Hereinafter, the manufacturing method of the metal porous body of the present invention will be described for each manufacturing process.
The slurry production step in the present invention is a step of producing a slurry containing a dispersion medium, a metal powder having an average particle size of 15 μm or less, and a thermoplastic resin powder insoluble in the dispersion medium and having an average particle size of 10 μm or less. Specifically, a reference amount of the dispersion medium is put in a suitable stirring tank, and the above-mentioned metal powder and thermoplastic resin powder are added to the dispersion medium, mixed and stirred, and dispersed almost uniformly. And can be produced by means such as slurry.

The slurry is a suspension in which a fine solid is dispersed in a liquid, and is generally called a mixture having fluidity that can be pumped. The slurry in the present invention contains a dispersion medium, a metal powder having an average particle diameter of 15 μm or less, and a thermoplastic resin powder insoluble in the dispersion medium and having an average particle diameter of 10 μm or less.
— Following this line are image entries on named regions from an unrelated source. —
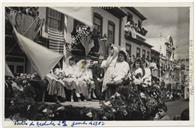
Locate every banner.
[51,7,93,27]
[5,63,14,77]
[14,28,63,78]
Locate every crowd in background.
[5,46,187,119]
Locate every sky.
[136,7,189,59]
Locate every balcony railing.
[124,22,147,42]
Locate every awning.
[51,7,93,27]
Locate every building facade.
[5,7,152,73]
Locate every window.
[147,51,150,60]
[108,21,115,44]
[93,13,102,35]
[142,49,146,58]
[47,8,64,31]
[136,48,140,57]
[126,44,131,57]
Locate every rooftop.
[127,7,146,20]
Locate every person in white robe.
[132,59,145,85]
[101,46,118,92]
[142,60,152,87]
[63,57,80,101]
[105,51,130,99]
[76,60,95,100]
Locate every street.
[166,99,189,119]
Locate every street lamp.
[100,34,108,57]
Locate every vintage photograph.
[4,6,190,121]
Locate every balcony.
[124,21,147,42]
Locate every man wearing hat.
[106,50,130,99]
[92,55,104,99]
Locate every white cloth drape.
[14,28,63,78]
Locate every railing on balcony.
[124,22,147,42]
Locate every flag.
[48,27,65,53]
[51,7,93,26]
[14,28,63,78]
[5,63,14,77]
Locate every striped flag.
[48,27,65,53]
[14,28,63,78]
[5,63,14,77]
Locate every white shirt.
[112,61,130,81]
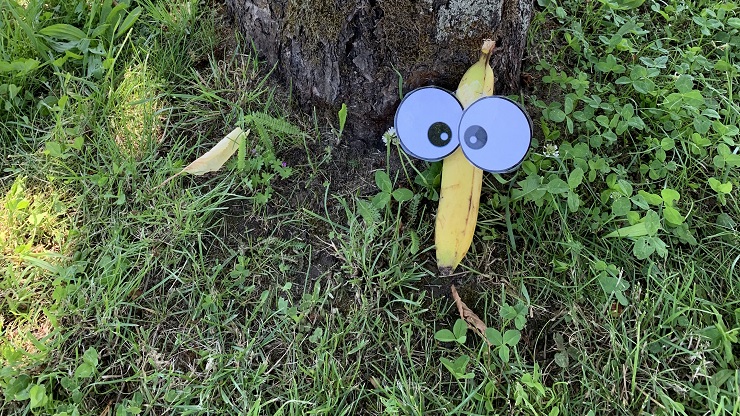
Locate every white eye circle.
[458,95,532,173]
[394,87,462,161]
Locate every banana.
[434,40,495,276]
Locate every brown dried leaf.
[450,285,491,346]
[154,127,249,189]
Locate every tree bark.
[226,0,533,144]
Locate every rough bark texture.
[226,0,533,144]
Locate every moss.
[285,0,356,45]
[436,0,503,41]
[378,0,437,69]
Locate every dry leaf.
[450,285,491,346]
[154,127,249,189]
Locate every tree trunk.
[226,0,533,144]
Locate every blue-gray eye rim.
[458,95,533,173]
[394,86,463,161]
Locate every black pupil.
[465,126,488,149]
[427,121,452,147]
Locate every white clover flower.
[542,143,560,157]
[382,127,398,145]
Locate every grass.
[0,0,740,415]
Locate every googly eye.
[394,87,462,161]
[458,96,532,173]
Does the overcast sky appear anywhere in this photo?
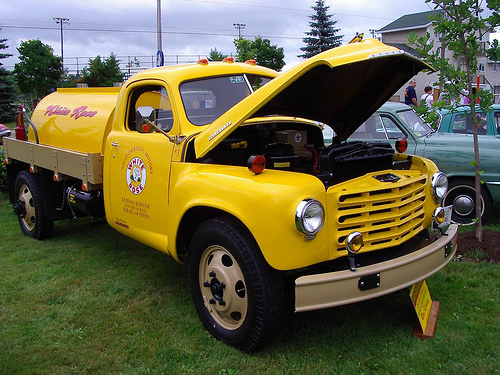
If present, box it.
[0,0,430,70]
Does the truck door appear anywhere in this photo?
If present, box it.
[105,83,174,252]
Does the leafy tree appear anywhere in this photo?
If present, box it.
[208,48,226,61]
[82,53,125,87]
[14,39,63,98]
[299,0,343,58]
[0,30,15,122]
[408,0,500,241]
[234,36,285,71]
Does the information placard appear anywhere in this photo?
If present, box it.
[410,280,432,332]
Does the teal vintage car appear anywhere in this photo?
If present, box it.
[349,102,500,224]
[438,104,500,138]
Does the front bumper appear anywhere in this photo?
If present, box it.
[295,224,458,312]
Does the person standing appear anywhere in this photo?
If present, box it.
[405,79,418,107]
[420,86,434,108]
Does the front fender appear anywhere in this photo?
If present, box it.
[169,163,328,270]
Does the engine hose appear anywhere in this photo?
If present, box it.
[304,145,319,174]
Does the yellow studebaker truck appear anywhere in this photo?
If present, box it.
[4,39,457,352]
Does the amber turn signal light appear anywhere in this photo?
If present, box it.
[396,138,408,153]
[247,155,266,174]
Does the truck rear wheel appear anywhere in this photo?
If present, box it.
[189,218,284,352]
[14,171,54,240]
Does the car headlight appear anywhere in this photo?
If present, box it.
[431,172,448,203]
[295,199,325,240]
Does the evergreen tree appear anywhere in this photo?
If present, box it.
[0,31,15,122]
[82,53,125,87]
[14,39,63,98]
[299,0,344,58]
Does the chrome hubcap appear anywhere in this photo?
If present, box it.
[199,245,248,330]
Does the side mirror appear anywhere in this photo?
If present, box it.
[135,106,156,133]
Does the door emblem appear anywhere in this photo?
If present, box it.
[126,157,147,195]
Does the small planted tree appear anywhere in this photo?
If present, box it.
[0,31,15,122]
[408,0,500,241]
[299,0,343,58]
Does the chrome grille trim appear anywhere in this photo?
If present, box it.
[329,174,427,256]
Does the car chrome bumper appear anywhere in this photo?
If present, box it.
[295,224,458,312]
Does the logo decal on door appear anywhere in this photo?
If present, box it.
[126,157,147,195]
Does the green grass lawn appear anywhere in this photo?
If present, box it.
[0,193,500,374]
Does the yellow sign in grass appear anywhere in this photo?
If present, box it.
[410,280,432,332]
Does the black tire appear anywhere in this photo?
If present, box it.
[443,179,493,225]
[15,171,54,240]
[189,217,284,353]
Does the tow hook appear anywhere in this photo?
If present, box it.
[12,200,26,217]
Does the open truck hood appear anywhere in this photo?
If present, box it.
[195,39,434,158]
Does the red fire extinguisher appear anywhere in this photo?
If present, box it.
[14,105,26,141]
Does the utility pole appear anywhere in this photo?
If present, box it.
[156,0,164,66]
[53,17,69,70]
[233,23,247,39]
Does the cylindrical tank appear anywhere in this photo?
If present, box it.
[28,87,120,154]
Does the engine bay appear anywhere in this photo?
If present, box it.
[186,122,411,187]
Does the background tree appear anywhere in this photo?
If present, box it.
[0,29,15,122]
[408,0,500,241]
[234,36,285,71]
[299,0,344,58]
[82,53,125,87]
[207,48,226,61]
[14,39,63,98]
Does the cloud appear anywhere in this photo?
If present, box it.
[0,0,429,69]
The dispersion medium contained in the slurry has a function of suspending and dispersing the metal powder or thermoplastic resin powder to be dispersed and adding appropriate fluidity to the slurry.

  When the dispersion medium is evaporated from the slurry, the thermoplastic resin powder contained in the slurry can be fused together to form a fused layer, and the fused powder can crosslink the metal powder to each other. That is, it is a binder for bonding metal powders to each other. In the present invention, a thermoplastic resin powder having an average particle size of 10 μm or less that is insoluble in the dispersion medium is used. By making it insoluble in the dispersion medium, even if the slurry is applied again around the skeleton once formed, the skeleton does not soften and melt down. For this reason, it becomes possible to form a precursor in which the skeleton described above is multilayered. Further, by making the thermoplastic resin powder to be used have an average particle size of 10 μm or less, it is possible to disperse the resin powder without floating with respect to the dispersion medium, and an amount sufficient to crosslink the fusion layer between the metal powders. Can be supplied between the metal powders, but a thermoplastic resin powder having an average particle size of 0.01 μm or more is easily available, which is preferable.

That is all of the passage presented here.